The standard deviation can be used to determine emission values that are uncharacteristic far from the average. For example, to select values that contain more than three standard deviations from the mean, you can do something like this:
SELECT @mean := AVG(score), @std := STD(score) FROM testscore; SELECT score FROM testscore WHERE ABS( score-@mean ) > @std * 3;
For a set of n values, the standard deviation created by STD( ) is based on n degrees of freedom. This is equivalent to calculating the standard deviation "manually" as follows ( @ss is the sum of the squares):
mysql> SELECT -> @n := COUNT(score), -> @sum := SUM(score), -> @ss := SUM(score*score) -> FROM testscore; mysql> SELECT @var := ((@n * @ss) - (@sum * @sum)) / (@n * @n); mysql> SELECT SQRT(@var); +------------+ | SQRT(@var) | +------------+ | 1.791647 | +------------+
To calculate the standard deviation based on n-1 degrees of freedom, do this as follows:
mysql> SELECT -> @n := COUNT(score), -> @sum := SUM(score), -> @ss := SUM(score*score) -> FROM testscore; mysql> SELECT @var := ((@n * @ss) - (@sum * @sum)) / (@n * (@n - 1)); mysql> SELECT SQRT(@var); +------------+ | SQRT(@var) | +------------+ | 1.838191 | +------------+
Or, more simply, like this:
mysql> SELECT @n := COUNT(score) FROM testscore; mysql> SELECT STD(score)*SQRT(@n/(@n-1)) FROM testscore; +----------------------------+ | STD(score)*SQRT(@n/(@n-1)) | +----------------------------+ | 1.838191 | +----------------------------+
MySQL does not have a built-in function to calculate the mode or median of a set of values, but you can calculate them yourself. Mode is the value that is most often found. To determine what it is, count each value and see which one is most common:
mysql> SELECT score, COUNT(score) AS count -> FROM testscore GROUP BY score ORDER BY count DESC; +-------+-------+ | score | count | +-------+-------+ | 9 | 5 | | 6 | 4 | | 7 | 4 | | 4 | 2 | | 8 | 2 | | 10 | 2 | | 5 | 1 | +-------+-------+
In this case, 9 is the value of the modal score.
The median of the set of ordered values can be calculated as follows:
- If the number of values is odd, the median is the median.

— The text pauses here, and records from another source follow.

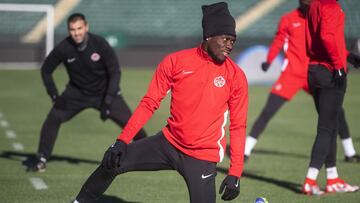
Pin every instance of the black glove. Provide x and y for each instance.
(265, 66)
(114, 155)
(354, 59)
(105, 108)
(339, 77)
(231, 184)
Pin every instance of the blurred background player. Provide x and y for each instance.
(290, 36)
(205, 86)
(327, 71)
(94, 76)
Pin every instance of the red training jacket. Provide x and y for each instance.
(290, 36)
(325, 34)
(202, 94)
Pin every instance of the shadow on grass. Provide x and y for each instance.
(295, 187)
(29, 157)
(112, 199)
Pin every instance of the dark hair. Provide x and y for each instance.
(75, 17)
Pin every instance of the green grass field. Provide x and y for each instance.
(276, 169)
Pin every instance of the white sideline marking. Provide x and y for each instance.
(10, 134)
(18, 146)
(4, 123)
(38, 183)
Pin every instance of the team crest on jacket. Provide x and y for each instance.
(219, 81)
(95, 57)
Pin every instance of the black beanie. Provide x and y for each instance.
(217, 20)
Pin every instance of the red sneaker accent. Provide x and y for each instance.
(337, 185)
(310, 187)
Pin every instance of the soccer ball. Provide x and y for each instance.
(261, 200)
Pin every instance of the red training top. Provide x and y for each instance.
(325, 34)
(290, 36)
(202, 94)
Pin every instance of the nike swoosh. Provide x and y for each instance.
(206, 176)
(71, 60)
(187, 72)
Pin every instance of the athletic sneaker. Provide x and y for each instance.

- If the number of values is even, the median is the average of two average values.
Note that the definition of median given here is not completely general; he does not decide what to do if duplication of averages in the data set.
Based on this definition, use the following procedure to determine the median of the set of observations stored in the database:
- Run the query to count the number of observations. From the count, you can determine whether the median calculation requires one or two values, and also that their indices are in an ordered set of observations.
- Run a query containing an
ORDER BY to sort cases and a LIMIT to retrieve the average value or values. - Take the average of the selected value or values.
For example, if table t contains a column with 37 values (an odd number), you need to select one value using this query:
SELECT score FROM t ORDER BY 1 LIMIT 18,1
If the column contains 38 values (an even number), the query will look like this:
SELECT score FROM t ORDER BY 1 LIMIT 18,2
You can then select the value or values returned by the query and calculate the median from their average value.
The following Perl function implements median calculation. It takes a database descriptor and table and column names that contain a set of cases, then generates a query that retrieves the corresponding values and returns their average value:
sub median { my ($dbh, $tbl_name, $col_name) = @_; my ($count, $limit); $count = $dbh->selectrow_array ("SELECT COUNT($col_name) FROM $tbl_name"); return undef unless $count > 0; if ($count % 2 == 1)
The previous method works for a set of values stored in a database. If you have already selected an ordered set of values in the @val array, you can instead calculate the median as follows:
if (@val == 0)
The code works for arrays that have a starting index of 0; for languages that use level 1 array indexes, adjust the algorithm accordingly.